El "para qué" de nuestro sacrificio
Siguiendo el pensamiento de Viktor Frankl, quien tiene un "para qué" puede soportar casi cualquier "cómo". Nuestro "para qué" es el servicio a la vida o la misma vida ofrecida por los demás. Al acompañar a quien llega al final de su camino, no estamos presenciando una derrota médica, sino participando en un misterio sagrado, lo mismo al vivir en medio de la enfermedad o tribulación participamos con la Cruz de Cristo y nos unimos a Él para entregarle sufrimientos en favor de las necesidades y salvación de los demás. Los mártires mexicanos gritaban "¡Viva Cristo Rey!" no como un desafío político, sino como la afirmación de que hay una Vida que no termina con la muerte física.
"La estación de la ternura" como propuesta cotidiana
Para que esta reflexión no se quede en palabras, te proponemos un ejercicio sencillo y eficaz para vivir.
1. Ayuno de la indiferencia:
Este mes agrega a tu ayuno de comida eligir a una persona de tu entorno que esté viviendo el "invierno" de su vida (un abuelo, un vecino enfermo, alguien solo). Tu ayuno consistirá en dejar de lado tu celular o tus pendientes por 15 minutos para estar prestarle tu atención y ayuda.
2. Limosna del tiempo:
No des solo lo que te sobra. Llama o visita a esa persona con un objetivo claro: escuchar su historia. Pregúntale sobre su pasado. Validar sus recuerdos es devolverle vida que el mundo a veces le va apagando.

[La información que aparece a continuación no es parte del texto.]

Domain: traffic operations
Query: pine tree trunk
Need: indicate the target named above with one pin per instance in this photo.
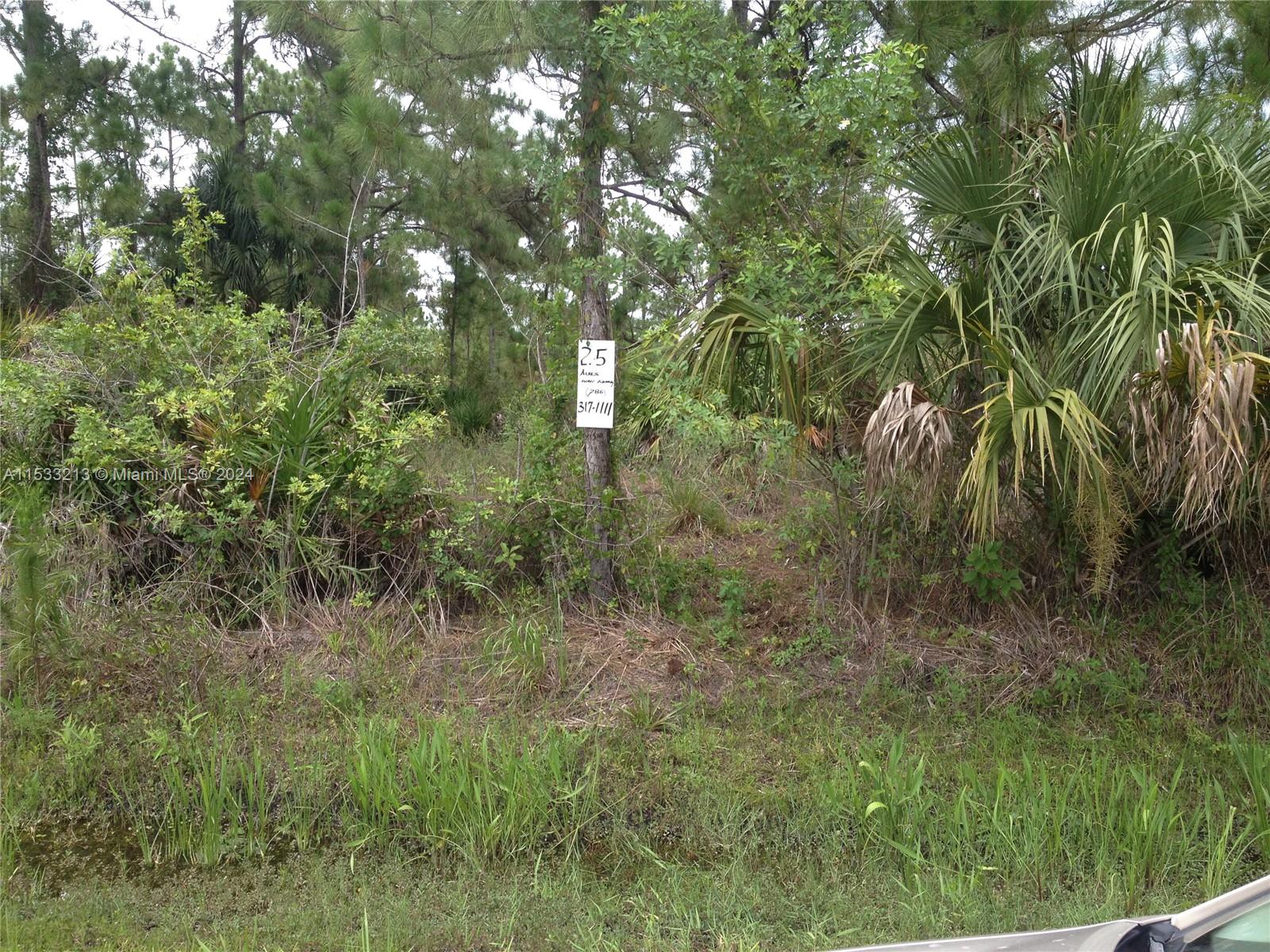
(36, 271)
(454, 308)
(596, 321)
(239, 90)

3. La oración de los testigos:
Al terminar el día, reza por las personas vulnerables o débiles: “Señor, danos tu fortaleza para vivir las tribulaciones y tu sabiduría para transformarlas en santidad”
Reflexión para el Corazón
Si Cristo se hizo hombre (Encarnación) y murió por nosotros (Redención), cada cuerpo humano es un territorio sagrado. Como parte de la Iglesia, regada por la sangre de los mártires, tenemos la misión de ser custodios de la esperanza. No permitas que el cansancio te haga olvidar que, al cuidar a un enfermo o un anciano, estás sosteniendo a Cristo mismo, y que al padecer alguna tribulación te unes a Cristo y su poder redentor.
¡La vida es un don, la entrega es nuestra respuesta!
Recursos recomendados para este mes:
Libro: El hombre en busca de sentido de Viktor Frankl (para encontrar propósito en la dificultad).
Película: Vivir (Living, 2022), o Cadena de Favores, para reflexionar sobre el impacto de un solo acto de servicio.